The wave of acquisitions continues in the freight forwarding sector, with Deutsche Post DHL (DPDHL) buying the mid-sized German freight forwarder, J.F. Hillebrand Group. DPDHL is paying the equivalent of €1.5bn in debt assumption and equity, with the size of the sum making it a little more than the simple ‘bolt-on acquisition’ described by DPDHL’s CEO, Frank Appel.
Hillebrand Group focuses on specialist trades, particularly liquids such as wine and other alcoholic beverages, operating fleets of tank containers and flexitanks. The company says that it handled 600,000 TEUs in 2020 with sales of €1.4bn.
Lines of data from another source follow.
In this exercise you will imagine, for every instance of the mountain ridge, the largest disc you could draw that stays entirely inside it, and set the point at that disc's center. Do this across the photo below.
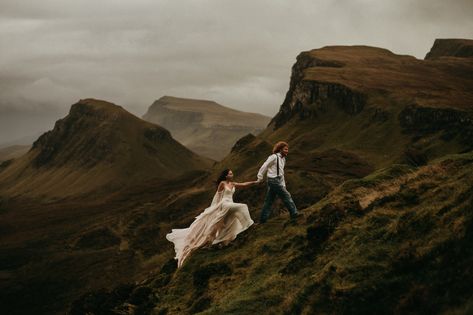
(206, 127)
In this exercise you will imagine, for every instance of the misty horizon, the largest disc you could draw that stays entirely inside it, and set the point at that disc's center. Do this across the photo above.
(236, 54)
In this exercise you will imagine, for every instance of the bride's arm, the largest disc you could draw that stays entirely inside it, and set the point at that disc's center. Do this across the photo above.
(220, 187)
(245, 184)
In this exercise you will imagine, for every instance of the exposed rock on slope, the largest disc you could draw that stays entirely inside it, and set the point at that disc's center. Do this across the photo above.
(13, 151)
(97, 146)
(451, 47)
(205, 127)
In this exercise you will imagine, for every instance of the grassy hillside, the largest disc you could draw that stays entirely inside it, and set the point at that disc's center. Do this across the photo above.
(205, 127)
(396, 241)
(96, 149)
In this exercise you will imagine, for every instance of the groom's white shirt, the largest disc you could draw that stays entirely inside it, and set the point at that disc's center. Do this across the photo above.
(270, 166)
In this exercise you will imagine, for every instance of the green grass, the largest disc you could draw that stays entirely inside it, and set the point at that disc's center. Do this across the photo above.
(399, 256)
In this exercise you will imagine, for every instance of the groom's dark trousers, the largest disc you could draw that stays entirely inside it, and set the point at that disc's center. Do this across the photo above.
(276, 188)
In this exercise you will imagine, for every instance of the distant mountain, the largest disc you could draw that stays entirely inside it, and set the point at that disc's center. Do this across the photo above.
(462, 48)
(205, 127)
(13, 151)
(97, 147)
(380, 163)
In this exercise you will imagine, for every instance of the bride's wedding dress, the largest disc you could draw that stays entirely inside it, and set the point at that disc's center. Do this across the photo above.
(222, 221)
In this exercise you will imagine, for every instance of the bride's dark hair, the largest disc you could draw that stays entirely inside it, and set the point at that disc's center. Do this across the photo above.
(223, 176)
DPDHL stated the intention to retain the Hillebrand brand, although presumably the Hillebrand Group’s operations will be absorbed into the wider DHL Global Forwarding system.
Explaining the rationale for the purchase, Frank Appel said that “with the growing maturity of our freight forwarding business, this bolt-on acquisition of Hillebrand is highly complementary to our existing portfolio. In line with our Group Strategy, we strengthen our core logistics business and deliver profitable long-term growth”. This perspective was further explained by Tim Scharwath, CEO DHL Global Forwarding, Freight who observed that “after concentrating on improving the business operationally, we are now able to direct our core business towards sustainably higher margins by broadening our reach and service offering in specialized segments”.
However, there is a further dynamic behind this and the number of other acquisitions in the logistics sector, namely cheap money. Frank Appel hinted at this in his comments, saying that DPDHL was using its “financial strength” to “pursue quality investments while reinforcing our unchanged commitment to deliver on investor return expectations”. In other words, DPDHL can borrow very cheaply in capital markets enabling it to buy assets that will deliver higher returns on equity over the medium-term.
The effects of cheap money are driving the acquisition boom, something which is likely to continue as the wave of money printing over the past year continues to drive the economy generally and asset prices in particular. Although DSV Panalpina has perfected the art of growth by acquisition, such a company is unlikely to find this situation resistible, making the rumoured purchase of DB Schenker even more likely.